Announcement

Collapse
No announcement yet.

FOOF - The gas of Lucifer

Collapse
X
 
  • Filter
  • Time
  • Show
Clear All
new posts

  • FOOF - The gas of Lucifer

    FOOF --> fluorine, oxygen, oxygen, fluorine --> Dioxygen difluoride



    Fluorine is the most reactive element. It will react with every element except neon and helium.


    Reading chemists accounts of this stuff is hilarious. They seem legitimately worried about untimely death when it's near, but back in the day there were a few crazy assholes were literally too crazy to be afraid. Sadly there are no youtube vids


    Ray Bradbury taught us that paper burns when exposed to oxygen at temperatures above 451°F. Dioxygen difluoride is so volatile that it makes almost any organic substance ignite and explode at any temperature hotter than 300°F below zero. It can literally make ice catch fire.

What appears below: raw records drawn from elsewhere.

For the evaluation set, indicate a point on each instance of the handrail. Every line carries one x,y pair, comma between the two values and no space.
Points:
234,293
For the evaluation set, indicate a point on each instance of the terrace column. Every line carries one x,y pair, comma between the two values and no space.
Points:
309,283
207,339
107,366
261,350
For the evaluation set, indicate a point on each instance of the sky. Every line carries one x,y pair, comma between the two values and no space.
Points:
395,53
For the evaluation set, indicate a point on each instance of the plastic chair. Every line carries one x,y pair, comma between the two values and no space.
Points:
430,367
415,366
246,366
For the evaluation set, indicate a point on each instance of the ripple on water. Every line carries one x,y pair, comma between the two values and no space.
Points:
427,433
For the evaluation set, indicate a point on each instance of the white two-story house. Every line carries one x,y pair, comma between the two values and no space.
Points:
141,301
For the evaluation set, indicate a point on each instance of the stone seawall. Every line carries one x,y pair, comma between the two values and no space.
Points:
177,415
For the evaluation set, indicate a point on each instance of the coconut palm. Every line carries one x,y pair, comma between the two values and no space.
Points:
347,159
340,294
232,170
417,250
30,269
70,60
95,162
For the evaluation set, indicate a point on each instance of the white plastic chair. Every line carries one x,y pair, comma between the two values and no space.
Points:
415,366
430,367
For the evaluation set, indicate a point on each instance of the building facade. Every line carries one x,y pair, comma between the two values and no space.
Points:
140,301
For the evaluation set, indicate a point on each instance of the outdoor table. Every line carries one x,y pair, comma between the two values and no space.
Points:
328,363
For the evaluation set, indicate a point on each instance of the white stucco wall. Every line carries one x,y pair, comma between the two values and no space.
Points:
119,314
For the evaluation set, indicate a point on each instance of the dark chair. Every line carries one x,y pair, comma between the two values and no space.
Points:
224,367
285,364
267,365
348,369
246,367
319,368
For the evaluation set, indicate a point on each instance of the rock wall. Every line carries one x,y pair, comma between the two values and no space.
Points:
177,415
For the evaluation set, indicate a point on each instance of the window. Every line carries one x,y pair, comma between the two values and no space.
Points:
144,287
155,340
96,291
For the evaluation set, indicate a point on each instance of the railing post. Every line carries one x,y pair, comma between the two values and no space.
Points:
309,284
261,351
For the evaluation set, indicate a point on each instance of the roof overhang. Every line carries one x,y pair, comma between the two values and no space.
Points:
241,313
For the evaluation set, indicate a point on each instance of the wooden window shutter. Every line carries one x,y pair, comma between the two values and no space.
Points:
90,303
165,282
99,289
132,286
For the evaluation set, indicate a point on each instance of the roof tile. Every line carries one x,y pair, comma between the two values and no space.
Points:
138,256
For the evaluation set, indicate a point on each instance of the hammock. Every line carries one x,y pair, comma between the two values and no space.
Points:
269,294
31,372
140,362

    In an article about O2F2, Chemistry blogger Derek Lowe (of the excellent In The Pipeline) used phrases like “violently hideous”, “deeply alarming”, and “chemicals that I never hope to encounter”. Another article refers to fluorine as “the gas of Lucifer”, and lists chemists who were poisoned or blown up while attempting to work with it.


    Things I Won't Work With: Dioxygen Difluoride


    Posted by Derek

    The latest addition to the long list of chemicals that I never hope to encounter takes us back to the wonderful world of fluorine chemistry. I'm always struck by how much work has taken place in that field, how long ago some of it was first done, and how many violently hideous compounds have been carefully studied. Here's how the experimental prep of today's fragrant breath of spring starts:

    The heater was warmed to approximately 700C. The heater block glowed a dull red color, observable with room lights turned off. The ballast tank was filled to 300 torr with oxygen, and fluorine was added until the total pressure was 901 torr. . .
    And yes, what happens next is just what you think happens: you run a mixture of oxygen and fluorine through a 700-degree-heating block. "Oh, no you don't," is the common reaction of most chemists to that proposal, ". . .not unless I'm at least a mile away, two miles if I'm downwind." This, folks, is the bracingly direct route to preparing dioxygen difluoride, often referred to in the literature by its evocative formula of FOOF.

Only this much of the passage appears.